The arsenic detector developed at Edinburgh is one of the first practical examples of a device built using the principles of synthetic biology. The aim of synthetic biology is, first, to identify the precise function of particular DNA sequences, or genetic parts. Some parts may control certain proteins. Others may act as switches for cellular processes. Then researchers mix and match to see how different parts fit together to form new genetic circuits, creating novel biological functions within living organisms, such as bacteria.
Drew Endy, assistant professor of biological engineering at MIT, likens synthetic biology to building with Lego. He has helped assemble a registry of standard genetic parts as a resource for scientists to borrow from, build on, and add to.
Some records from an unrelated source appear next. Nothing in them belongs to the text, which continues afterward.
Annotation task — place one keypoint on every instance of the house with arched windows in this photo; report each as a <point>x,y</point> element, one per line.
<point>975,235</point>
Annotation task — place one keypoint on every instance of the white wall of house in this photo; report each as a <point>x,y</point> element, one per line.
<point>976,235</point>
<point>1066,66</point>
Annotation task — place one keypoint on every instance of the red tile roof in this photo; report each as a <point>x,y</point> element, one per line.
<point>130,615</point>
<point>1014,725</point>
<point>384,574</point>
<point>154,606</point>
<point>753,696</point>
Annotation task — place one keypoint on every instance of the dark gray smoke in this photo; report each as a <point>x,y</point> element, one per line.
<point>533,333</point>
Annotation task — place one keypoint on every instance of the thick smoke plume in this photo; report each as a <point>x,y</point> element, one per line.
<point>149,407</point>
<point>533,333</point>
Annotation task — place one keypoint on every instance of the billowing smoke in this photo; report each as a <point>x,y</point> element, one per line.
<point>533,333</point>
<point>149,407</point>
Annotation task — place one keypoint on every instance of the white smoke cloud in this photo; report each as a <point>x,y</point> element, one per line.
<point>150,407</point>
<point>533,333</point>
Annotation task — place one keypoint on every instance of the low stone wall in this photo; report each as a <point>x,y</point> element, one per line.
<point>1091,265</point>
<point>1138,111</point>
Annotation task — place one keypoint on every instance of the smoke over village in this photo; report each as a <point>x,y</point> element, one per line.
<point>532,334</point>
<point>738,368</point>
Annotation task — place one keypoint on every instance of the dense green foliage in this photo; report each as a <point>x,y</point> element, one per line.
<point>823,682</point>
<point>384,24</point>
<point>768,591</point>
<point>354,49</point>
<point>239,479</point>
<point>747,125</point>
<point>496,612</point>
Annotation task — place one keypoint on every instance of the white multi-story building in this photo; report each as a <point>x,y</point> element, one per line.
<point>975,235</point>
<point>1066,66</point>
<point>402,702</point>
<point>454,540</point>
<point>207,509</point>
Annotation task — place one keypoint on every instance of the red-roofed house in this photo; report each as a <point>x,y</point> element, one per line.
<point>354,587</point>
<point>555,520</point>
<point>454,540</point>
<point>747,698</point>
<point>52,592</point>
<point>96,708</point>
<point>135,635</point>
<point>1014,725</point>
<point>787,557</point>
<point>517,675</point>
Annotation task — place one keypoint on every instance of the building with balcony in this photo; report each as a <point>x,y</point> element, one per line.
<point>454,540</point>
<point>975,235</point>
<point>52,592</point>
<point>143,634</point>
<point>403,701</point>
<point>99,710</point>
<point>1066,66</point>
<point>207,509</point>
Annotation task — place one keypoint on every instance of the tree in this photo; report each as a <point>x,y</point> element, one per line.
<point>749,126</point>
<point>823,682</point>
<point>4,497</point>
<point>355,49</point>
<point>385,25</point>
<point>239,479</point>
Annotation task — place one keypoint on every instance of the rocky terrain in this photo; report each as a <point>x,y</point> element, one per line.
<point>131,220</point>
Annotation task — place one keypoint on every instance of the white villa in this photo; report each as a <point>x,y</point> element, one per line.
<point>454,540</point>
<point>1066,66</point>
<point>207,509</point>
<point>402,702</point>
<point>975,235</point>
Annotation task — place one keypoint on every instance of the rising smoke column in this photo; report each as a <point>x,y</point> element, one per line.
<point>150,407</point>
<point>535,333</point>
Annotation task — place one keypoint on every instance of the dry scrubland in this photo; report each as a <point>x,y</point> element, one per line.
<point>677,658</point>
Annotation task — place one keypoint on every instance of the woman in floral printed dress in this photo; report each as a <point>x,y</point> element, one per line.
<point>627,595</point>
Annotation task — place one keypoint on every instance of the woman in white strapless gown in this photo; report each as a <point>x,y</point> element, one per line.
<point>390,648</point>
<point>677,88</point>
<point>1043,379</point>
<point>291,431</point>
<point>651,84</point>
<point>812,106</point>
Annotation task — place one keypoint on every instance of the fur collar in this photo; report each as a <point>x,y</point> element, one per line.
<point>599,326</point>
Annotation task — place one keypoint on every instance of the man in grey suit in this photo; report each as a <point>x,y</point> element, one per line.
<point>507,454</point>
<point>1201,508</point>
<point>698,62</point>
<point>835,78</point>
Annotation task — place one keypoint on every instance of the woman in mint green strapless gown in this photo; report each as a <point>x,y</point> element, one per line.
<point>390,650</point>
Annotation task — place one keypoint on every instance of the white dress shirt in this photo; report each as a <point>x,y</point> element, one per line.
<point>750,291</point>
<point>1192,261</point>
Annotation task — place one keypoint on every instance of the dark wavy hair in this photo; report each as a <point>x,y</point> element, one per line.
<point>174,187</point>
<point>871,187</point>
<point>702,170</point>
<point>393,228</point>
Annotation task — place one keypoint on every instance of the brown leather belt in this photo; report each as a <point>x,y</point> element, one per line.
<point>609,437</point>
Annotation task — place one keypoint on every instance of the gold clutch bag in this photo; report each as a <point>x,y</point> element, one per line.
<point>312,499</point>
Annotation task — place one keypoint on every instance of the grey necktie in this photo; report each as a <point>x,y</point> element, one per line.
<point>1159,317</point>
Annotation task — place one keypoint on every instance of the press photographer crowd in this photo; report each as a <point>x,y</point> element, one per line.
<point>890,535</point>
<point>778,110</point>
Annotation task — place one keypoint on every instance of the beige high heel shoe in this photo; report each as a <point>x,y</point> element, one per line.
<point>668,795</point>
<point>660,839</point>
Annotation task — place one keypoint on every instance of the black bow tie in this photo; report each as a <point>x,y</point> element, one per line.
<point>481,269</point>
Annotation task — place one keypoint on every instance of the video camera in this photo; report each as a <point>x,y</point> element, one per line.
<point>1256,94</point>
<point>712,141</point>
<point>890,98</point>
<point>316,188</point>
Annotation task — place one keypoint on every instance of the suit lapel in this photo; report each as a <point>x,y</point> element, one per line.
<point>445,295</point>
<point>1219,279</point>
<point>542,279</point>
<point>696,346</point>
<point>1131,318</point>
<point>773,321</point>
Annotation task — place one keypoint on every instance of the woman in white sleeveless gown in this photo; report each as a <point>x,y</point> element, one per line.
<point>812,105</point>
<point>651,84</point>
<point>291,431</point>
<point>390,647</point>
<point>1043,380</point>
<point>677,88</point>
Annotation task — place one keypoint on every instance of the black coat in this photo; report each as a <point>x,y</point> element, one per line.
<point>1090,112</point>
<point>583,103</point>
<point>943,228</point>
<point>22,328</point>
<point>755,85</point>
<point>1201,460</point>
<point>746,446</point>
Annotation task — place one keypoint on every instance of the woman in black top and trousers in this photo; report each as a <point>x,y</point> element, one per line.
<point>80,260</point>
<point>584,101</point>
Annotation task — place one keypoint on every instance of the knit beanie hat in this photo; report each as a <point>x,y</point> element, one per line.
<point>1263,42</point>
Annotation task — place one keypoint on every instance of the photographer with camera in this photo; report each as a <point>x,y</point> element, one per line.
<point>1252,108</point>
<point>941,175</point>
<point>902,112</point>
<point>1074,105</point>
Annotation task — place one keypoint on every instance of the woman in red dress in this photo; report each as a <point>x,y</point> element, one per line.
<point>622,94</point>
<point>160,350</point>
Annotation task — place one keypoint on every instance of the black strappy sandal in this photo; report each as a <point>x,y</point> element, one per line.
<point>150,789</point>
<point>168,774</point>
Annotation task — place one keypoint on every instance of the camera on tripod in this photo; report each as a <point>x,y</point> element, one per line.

Endy is also cofounder of iGEM, the annual International Genetically Engineered Machine competition, at which Edinburgh's bacteria-based arsenic biosensor won the prize as best real-world application in 2006.
The Edinburgh group found that the bacterium E. coli possesses two seemingly unrelated genetic sequences that, in combination, form an effective arsenic-detection device. First, E. coli possesses a natural arsenic detoxification system that is switched on only in the presence of arsenic. The bacterium also naturally breaks down lactose to produce acid. The researchers isolated the arsenic-switch gene and attached it to the first gene involved in the breakdown of lactose.